Le gouvernement du Québec a récemment augmenté significativement la redevance pour l’utilisation de l’eau 1. Cette hausse a d’ailleurs été accompagnée par l’institution du Fonds bleu, qui, notamment grâce aux redevances plus élevées, servira à financer la protection, la restauration, la mise en valeur et la gestion de l’eau au Québec 2.
Comme plusieurs autres intervenants, le Conseil Patronal de l’Environnement du Québec (CPEQ) a appuyé la création du Fonds bleu et l’utilisation des redevances pour protéger les ressources en eau. Cependant, l’augmentation abrupte des sommes exigées soulève certaines préoccupations pour les entreprises qui y sont assujetties.
Fixées en 2010 à 2,50 $ ou à 70 $ par million de litres, selon le type d’usage de l’eau, les redevances devaient initialement être indexées. Cet exercice a toutefois été jugé « superflu » 3. Les sommes recueillies par l’entremise de ce système s’élevaient à 2,8 millions de dollars en 2021, ce qui a permis au ministère de l’Environnement, de la Lutte contre les changements climatiques, de la Faune et des Parcs de conclure que la redevance constituait « une application timide du principe de l’utilisateur payeur » 4.

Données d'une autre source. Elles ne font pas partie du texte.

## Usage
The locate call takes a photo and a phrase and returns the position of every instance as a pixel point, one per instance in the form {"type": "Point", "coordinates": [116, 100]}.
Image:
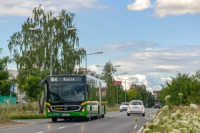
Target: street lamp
{"type": "Point", "coordinates": [100, 52]}
{"type": "Point", "coordinates": [125, 87]}
{"type": "Point", "coordinates": [117, 87]}
{"type": "Point", "coordinates": [68, 29]}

Un règlement a été adopté le 6 décembre 2023 afin d’augmenter les droits payables à 35 $ et à 150 $ par million de litres, selon le type d’usage de l’eau, et ce, dès le 1er janvier 2024. Il s’agit de hausses de 1 400 % et de 214 % respectivement. Cela devrait permettre au gouvernement de récolter 195,9 millions de dollars additionnels d’ici 2031 5.
Comme l’a soulevé une parlementaire lors de l’adoption de la Loi sur le Fonds bleu 6 :
« Nonobstant le bien-fondé d’une hausse des redevances sur l’eau, il faudra être attentif à l’impact sur certaines entreprises, qui doivent déjà composer avec une taxation importante, l’inflation, la hausse du coût liée [sic] à la chaîne d’approvisionnement et la pénurie de la main-d’œuvre. »

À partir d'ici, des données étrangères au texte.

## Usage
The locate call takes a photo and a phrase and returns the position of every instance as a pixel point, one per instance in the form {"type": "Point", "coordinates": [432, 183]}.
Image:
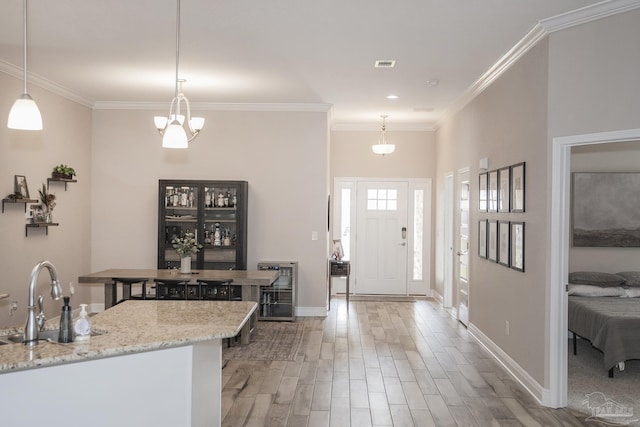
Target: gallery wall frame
{"type": "Point", "coordinates": [492, 241]}
{"type": "Point", "coordinates": [504, 243]}
{"type": "Point", "coordinates": [517, 246]}
{"type": "Point", "coordinates": [482, 238]}
{"type": "Point", "coordinates": [604, 209]}
{"type": "Point", "coordinates": [492, 196]}
{"type": "Point", "coordinates": [518, 187]}
{"type": "Point", "coordinates": [482, 192]}
{"type": "Point", "coordinates": [504, 189]}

À ces coûts, il faut également ajouter les autres formes de tarification environnementale auxquelles les entreprises peuvent être soumises et qui peuvent avoir un impact sur leur compétitivité à l’international ou encore sur le coût de leurs produits au Québec, notamment :
- le marché du carbone ;
- la tarification associée à certains rejets industriels ;
- la redevance pour la gestion des sols contaminés excavés ;
- la contribution financière aux différents systèmes de responsabilité élargie des producteurs ;
- la redevance pour l’élimination de matières résiduelles.
Bien entendu, il s’agit d’outils indispensables pour faciliter la transition écologique. À ce sujet, notons que le gouvernement du Québec préconise une « utilisation optimale et judicieuse de l’écofiscalité » 7.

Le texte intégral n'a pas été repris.